“Crap. Have you matched the eight partials?”

“Three of them. One is the victim’s thumb and two belong to—the name seems to be Hatfield. None of the prints from the building staff match, but we still need prints from Loring, Gomez, Revueltas, and Stinson.”

“What about the saw?”

“Wiped clean. Not a print on it. But we did find a male body hair embedded in the oil on the rotor. Caucasian. Not pubic. Probably forearm. Wild. Not from the victim. Who handled the saw?”

Cardozo thought back. “I did. Monteleone did. We were wearing gloves.”
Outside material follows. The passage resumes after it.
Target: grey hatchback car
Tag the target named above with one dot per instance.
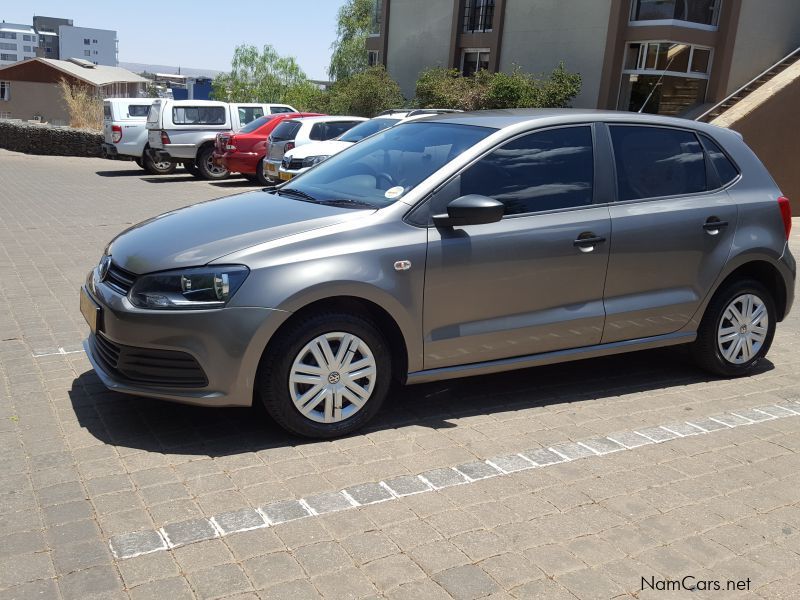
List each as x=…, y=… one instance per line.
x=455, y=245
“I’ll still need a hair from each of you. Soon as you can, Vince.”

8

STARTLED, BABE LIFTED HER head from the pillow. Light rippled across the walls as curtains shifted in the breeze from the air conditioner.

“Did we wake our little girl?” Lucia Vanderwalk was standing there in a pinstripe white cotton suit and polka-dot navy blouse.

“That’s all right, Mama.”

The gold bracelet on Lucia Vanderwalk’s wrist jangled softly as Hadley Vanderwalk helped her into a chair.
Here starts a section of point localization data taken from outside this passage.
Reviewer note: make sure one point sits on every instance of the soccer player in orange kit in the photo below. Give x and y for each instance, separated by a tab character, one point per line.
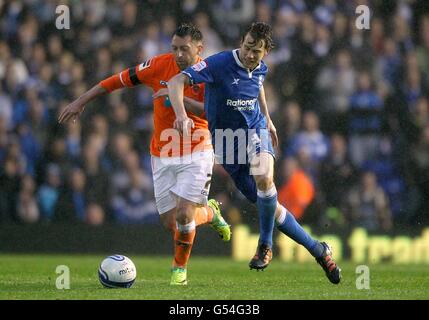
181	167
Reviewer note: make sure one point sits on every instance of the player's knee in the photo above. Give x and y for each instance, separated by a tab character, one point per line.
184	213
168	222
264	182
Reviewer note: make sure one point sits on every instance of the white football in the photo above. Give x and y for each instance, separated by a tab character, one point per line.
117	271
“Babe, you’re looking dandy,” Hadley said; “Just dandy.”

Hadley was wearing a dark three-piece suit, and as he took the chair beside Lucia’s she reached over to level the tilt of his bow tie.

Babe pressed the button that buzzed her bed up into a sitting position.

“Are you feeling strong enough to go over your appointments?” Lucia asked.

“I didn’t realize I had appointments,” Babe said.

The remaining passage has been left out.